It’s 1979, maybe a year earlier, in Dublin, Ireland. A sixty-five-year-old woman is murdered, starting a concentric ripple that encompasses the Irish Republican Army, one of McGarr’s childhood friends, a priest, a young and gifted pianist, a young drug addict, and a landed gentleman. Over the years, among these people, hate, greed, lust, revenge, snobbery, envy, jealousy, bigotry, and secrecy have combined and simmered like a Dublin coddle left to stew in a hot oven. But unlike the coddle stew, which can be pulled from the heat before burning in its own juices, there is no reprieve from the emotions that consume the characters in Gill’s fourth novel. Peter McGarr and his constabulary must sort through the tangled lives and motives of the characters, hoping to solve one murder and attempting to prevent others. The story culminates at the Dublin Horse Show, a long-standing tradition with ties to the hated British aristocracy and their rule of Ireland, which has left it a divided country.
Why did I like this book?
I love the dialogue. Gill knows when to let his characters speak and when to have them shut up. Sometimes what’s left unsaid resounds like a clap of thunder before a battering storm arrives. I find Gill’s characters interesting. And while his stories are far from rosy, I like to think that all officers everywhere, represented by the likes of McGarr and his constabulary, are doing their best to provide justice. Gill’s mysteries aren’t cozy, but they’re also not graphically violent, which I know is a relative statement depending on one’s view about what is and isn’t too violent. If it helps, I don’t like drawn out visceral violence, but I also don’t like overly cozy mysteries. I’d place Gill’s books in the middle of the visceral-to-cozy scale. (But that’s relative too.)
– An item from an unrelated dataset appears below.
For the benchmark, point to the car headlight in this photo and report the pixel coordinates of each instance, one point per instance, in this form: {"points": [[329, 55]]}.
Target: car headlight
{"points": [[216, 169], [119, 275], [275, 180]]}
The murders in Gill’s books don’t always directly involve members of the Irish Republican Army; nevertheless, the IRA’s presence and its role in The Troubles of the 1960s and 70s form an undertow in Gill’s novels, whether in the background or the forefront. The IRA is shrouded in secrecy and so woven into the fabric of Irish life that McGarr approaches each murder as if it could be connected to the IRA and The Troubles in Northern Ireland, which also spills into the Republic of Ireland. It’s mostly an unspoken theme, but when reading McGarr’s books, I’m struck by the deep and lasting damage that imperialism and colonialism inflict on societies.
I think, in part, I’m intrigued by Gill’s novels because I remember the turmoil in which his stories are set. During the 1970s, I was a pre-teen and teenager, and I watched the violence in Northern Ireland play out on the TV news. I read about it in Time and Newsweek, which came to our house in the mail. I remember the bombs and the deaths of children, women, and men, along with the deaths of British Army and Irish Republican Army members. Reporters talked about Irish Catholics, Irish Protestants, self-rule, spies and traitors, and the English who’d lived for generations in Belfast but identified as British instead of Irish. When I was seventeen, I traveled to London and read signs on buses and the Underground, cautioning people not to touch unattended packages and to immediately report them to the conductor. The IRA had been setting off bombs in England. At the time, I thought the violence would never end because each death brought about a retribution.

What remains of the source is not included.